KOFFIE BIJ ZWARTE MARIE

Op zoek naar informatie over de Hengelose wielerclan van de jaren vijftig en zestig, belde ik na een tip aan bij Jan Roesink. Klein huisje op het Wilbert. “Loop maar even mee”, zei een vriendelijke mevrouw die in het voortuintje onkruid aan het wieden was. Hij zit achter. Het bleek zijn vriendin te zijn die me bij Jan introduceerde.

Het duurde nog geen minuut of ik hing aan zijn lippen. Jan Roesink is 89 jaar, hij oogde in de felle zon achter zijn huis, heel breekbaar, maar zat in een mum van tijd op de praatstoel. Ik was na de eerste zinnen al blij dat ik hem gevonden had, zodat hij mij kon bijpraten. Omdat ik op FB een serie maak over de wielercarrière van oud-wereldkampioen Bert Boom, ben ik via via achter Jans huis terechtgekomen. Want hij was wielrenner geweest en was zestig, zeventig jaar geleden een van de vele renners van De Tubanters die al fietsend aan de weg timmerden.
Aangenaam gesprek, ondeugende blik in de wijze ogen. Hij was blij dat hij kon vertellen.
“Of ik Gerrit Lentelink gekend heb? IJzeren Gerrit? Jazeker. Ik ben vaak bij hem thuis geweest in Wiene, want hij had ook een paar zusters. Dan zei Gerrit tegen zijn moeder Marie. Zet ‘ns effn luk koffie veur de kearls. Ze noemden haar Zwarte Marie, ze was een voormalige kroegbazin.” Knipoog, stout glimlachje.
Hij vertelde dat hij de Rondes van Neede, Goor en Lengerich gewonnen had. In de buurt van Zwolle – Jan kon niet op de naam komen van het bewuste dorp – had hij een wilde koers gewonnen onder de naam Jan Tabak. “Ik nam in de laatste bocht van de laatste ronde een olifantenpaadje, wat ik al had zien liggen toen ik het parcours verkende. De concurrentie protesteerde, maar de jury vond het best. En zo won ik. Leverde me 75 gulden op en wat premies in de vorm van een paar sokken en een pot proemn.”
Hij vertelde over Mattie van den Heuvel, de beste van al die Hengelose renners in de jaren vijftig, over Tonnie Bijen die naar Australië emigreerde en Toon Oink.

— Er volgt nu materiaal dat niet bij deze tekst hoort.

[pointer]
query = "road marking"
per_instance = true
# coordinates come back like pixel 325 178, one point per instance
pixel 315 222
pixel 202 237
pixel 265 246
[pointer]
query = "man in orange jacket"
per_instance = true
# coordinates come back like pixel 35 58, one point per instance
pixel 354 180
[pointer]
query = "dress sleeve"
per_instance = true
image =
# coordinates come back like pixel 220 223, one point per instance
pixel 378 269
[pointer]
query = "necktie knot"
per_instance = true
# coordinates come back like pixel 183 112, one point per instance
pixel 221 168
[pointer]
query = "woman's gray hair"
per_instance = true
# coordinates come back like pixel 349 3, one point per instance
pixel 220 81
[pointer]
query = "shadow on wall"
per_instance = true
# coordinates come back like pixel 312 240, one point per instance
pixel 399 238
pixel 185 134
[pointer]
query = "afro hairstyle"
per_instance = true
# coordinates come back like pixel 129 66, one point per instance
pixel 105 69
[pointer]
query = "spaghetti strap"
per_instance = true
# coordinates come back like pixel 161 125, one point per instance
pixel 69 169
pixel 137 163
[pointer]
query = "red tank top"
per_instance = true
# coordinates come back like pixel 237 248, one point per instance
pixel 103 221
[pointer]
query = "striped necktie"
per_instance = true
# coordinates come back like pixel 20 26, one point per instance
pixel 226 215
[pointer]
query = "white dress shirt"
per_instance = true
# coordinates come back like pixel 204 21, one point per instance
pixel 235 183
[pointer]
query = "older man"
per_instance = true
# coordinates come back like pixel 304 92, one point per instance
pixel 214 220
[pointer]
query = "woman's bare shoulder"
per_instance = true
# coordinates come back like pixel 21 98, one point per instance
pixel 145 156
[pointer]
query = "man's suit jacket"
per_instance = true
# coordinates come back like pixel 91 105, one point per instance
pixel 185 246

Over Henk Scheuten en Frans Nijmeijer. In de Ronde van de Hengelose vijver was hij derde geworden.
In 1953 kwam aan Jan Roesinks loopbaan een einde toen hij in militaire dienst moest. Hij werd ingedeeld bij de marine. Wielrennen was er niet meer bij. Daarna ging hij bij Stork werken en werd hij uitgezonden naar Ethiopië. Hij bleef er zes jaar om mee te helpen bouwen aan de suikerfabrieken aldaar.
Ik vroeg hem of hij het boek Suikerbastaard kende van Jaap Scholten. “Wat daar in staat, klopt grotendeels niet”, zei Jan.
“Heb je het boek gelezen?”
“Nee, dat niet. Maar dat hebben ze mij verteld”, zei hij om vervolgens uit te weiden over de zes tamelijk primitieve jaren in het Afrikaanse land.
Misschien kom ik daar nog eens op terug, want ik ga zeker nog weer eens langs bij Jan. Nee, niet te lang mee wachten.